Directions:
Please turn in both a knitted HTML file and your Rmd file on WISE.
Good luck!
Change the author of this RMD file to be yourself and modify the below code so that you can successfully load the ‘wine.rds’ data file from your own computer.
knitr::opts_chunk$set(echo = TRUE, message = FALSE, warning = FALSE)
library(tidyverse)
library(caret)
library(naivebayes)
library(tidytext)
wine = read_rds("/Users/rochellerafn/RStudio Files/pinot.rds")
names(wine)[names(wine) == 'id'] = 'ID'
data(stop_words)
head(stop_words, 25)$word
## [1] "a" "a's" "able" "about" "above"
## [6] "according" "accordingly" "across" "actually" "after"
## [11] "afterwards" "again" "against" "ain't" "all"
## [16] "allow" "allows" "almost" "alone" "along"
## [21] "already" "also" "although" "always" "am"
Calculate \(P(Burgundy | Fruit)\)
…i.e. the probability that a Pinot comes from Burgundy given it has the word ‘fruit’ in the description.

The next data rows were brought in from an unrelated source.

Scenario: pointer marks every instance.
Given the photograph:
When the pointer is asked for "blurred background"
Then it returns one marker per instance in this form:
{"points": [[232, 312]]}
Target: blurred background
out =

\[ P({\rm Burgundy}~|~{\rm Fruit}) = \frac{P({\rm Fruit}~|~ \rm{Burgundy})P(\rm{Burgundy})}{P({\rm Fruit})} \] …but I will need help figuring out where to get the numbers from. The class examples we had the percentages to do the calculations. I’m sure once it is explained to me where to find the percentages of Burgundy and Fruit to region and word… it will make sense.
So my guess is… a wine will be from Burgundy 1193 out of 8380 times. That is roughly 14% of the time… I’m still shakey on what the probability is… I can work on that.
wine %>%
count(province)
| province | n |
|---|---|
| Burgundy | 1193 |
| California | 3959 |
| Casablanca_Valley | 131 |
| Marlborough | 229 |
| New_York | 131 |
| Oregon | 2737 |
wine %>%
unnest_tokens(word, description) %>%
anti_join(stop_words) %>%
filter(word %in% c("fruit")) %>%
count(word)
| word | n |
|---|---|
| fruit | 4146 |
str(wine)
## 'data.frame': 8380 obs. of 6 variables:
## $ ID : int 1 2 3 4 5 6 7 8 9 10 ...
## $ province : chr "Oregon" "Oregon" "California" "Oregon" ...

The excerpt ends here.